John Wesley Wayland

Sometimes only one heart need stop for a thousand others to fill with sadness. Such a heart was John Wayland's. And such hearts were our hearts. We always knew that one day John Wayland would die, we just didn't know it had already happened tomorrow.

"Mother is dead" was the famous punchline to my favorite sketch of his. How melancholy that line seems today, referring as it now does to dying, in light of John being dead. Today he could well finish the sketch with the utterance "John is dead." But he can't, because he is not alive anymore. And it is not a funny line, not as funny as "Mother is dead." And, for John, writing things that were not funny, that were meant to be funny, was not funny. It was tragically not funny, for him.

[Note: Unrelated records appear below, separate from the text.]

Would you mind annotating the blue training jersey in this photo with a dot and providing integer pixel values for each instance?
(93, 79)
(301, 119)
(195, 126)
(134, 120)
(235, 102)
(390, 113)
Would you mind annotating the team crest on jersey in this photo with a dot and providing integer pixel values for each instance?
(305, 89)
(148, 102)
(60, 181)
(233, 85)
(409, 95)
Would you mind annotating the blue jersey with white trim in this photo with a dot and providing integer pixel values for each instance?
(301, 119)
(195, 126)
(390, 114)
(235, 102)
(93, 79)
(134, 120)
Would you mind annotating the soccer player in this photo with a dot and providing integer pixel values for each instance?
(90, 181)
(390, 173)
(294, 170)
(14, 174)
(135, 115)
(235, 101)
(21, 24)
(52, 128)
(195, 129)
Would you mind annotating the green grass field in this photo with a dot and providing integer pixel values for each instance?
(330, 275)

If you were born, like I was, in the 70s and are part of the generation now in its early twenties, to which noone cares to market anything, all of this is the saddest thing in the history of the world, as sad as a melancholy clown. Which in many ways, for me, John was. Is it only me that wants to fall on my face on the ground and swallow mud? As news of John's death spread around the world people paused to remember his jokes and let tears of laughter mingle with tears of grief. It was like taking a hit in the balls and seeing someone else get hit in the balls, all at the same instant.

In New York, hot-dog vendors looked at their hot dogs and laughed. In Afghanistan, Mullah and Marine shared chuckles before continuing their conversion of humanity to meat.

There were other members of the Oval who were more important. But they are all alive, and they haven't died, as John so ironically has, after the events of September 11. Art Schramm was the omniscient beauty. The Kalanithi Brothers were the Ringling Brothers. Ritik had the whip-smart humor, which sometimes cut even his own cheek. Robin Moroney was the Englisher. But John was the citizen, a clown of the Declaration of Independence.

He was funny in a uniquely American way. As funny as his ancestor John Brown was, who tried to foment rebellion before the civil war and died. Funny in the way that Oliver North is and Napoleon is not. John's work raises the same smile that the Whisky Rebellion, in which thousands died, raises.

"Before John joined the group, we didn't know fucking anything. He was the rudder. Before then we headed somewhere new every week, and got nowhere," Dax Bamberger said. Now we have lost our rudder. Goodbye John, Mother is dead.